Dataset Bias in Few-Shot Image Recognition

Shuqiang Jiang; Yaohui Zhu; Chenlong Liu; Xinhang Song; Xiangyang Li; Weiqing Min

doi:10.1109/TPAMI.2022.3153611

Dataset Bias in Few-Shot Image Recognition

IEEE Trans Pattern Anal Mach Intell. 2023 Jan;45(1):229-246. doi: 10.1109/TPAMI.2022.3153611. Epub 2022 Dec 5.

Authors

Shuqiang Jiang, Yaohui Zhu, Chenlong Liu, Xinhang Song, Xiangyang Li, Weiqing Min

PMID: 35201982
DOI: 10.1109/TPAMI.2022.3153611

Abstract

The goal of few-shot image recognition (FSIR) is to identify novel categories with a small number of annotated samples by exploiting transferable knowledge from training data (base categories). Most current studies assume that the transferable knowledge can be well used to identify novel categories. However, such transferable capability may be impacted by the dataset bias, and this problem has rarely been investigated before. Besides, most of few-shot learning methods are biased to different datasets, which is also an important issue that needs to be investigated deeply. In this paper, we first investigate the impact of transferable capabilities learned from base categories. Specifically, we use the relevance to measure relationships between base categories and novel categories.
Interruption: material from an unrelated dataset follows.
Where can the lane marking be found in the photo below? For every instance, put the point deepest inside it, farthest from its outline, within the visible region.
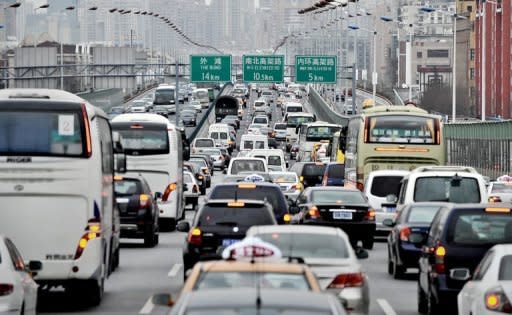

Distributions of base categories are depicted via the instance density and category diversity. The FSIR model learns better transferable knowledge from relevant training data. In the relevant data, dense instances or diverse categories can further enrich the learned knowledge. Experimental results on different sub-datasets of Imagenet demonstrate category relevance, instance density and category diversity can depict transferable bias from distributions of base categories. Second, we investigate performance differences on different datasets from the aspects of dataset structures and different few-shot learning methods. Specifically, we introduce image complexity, intra-concept visual consistency, and inter-concept visual similarity to quantify characteristics of dataset structures. We use these quantitative characteristics and eight few-shot learning methods to analyze performance differences on multiple datasets. Based on the experimental analysis, some insightful observations are obtained from the perspective of both dataset structures and few-shot learning methods. We hope these observations are useful to guide future few-shot learning research on new datasets or tasks. Our data is available at http://123.57.42.89/dataset-bias/dataset-bias.html.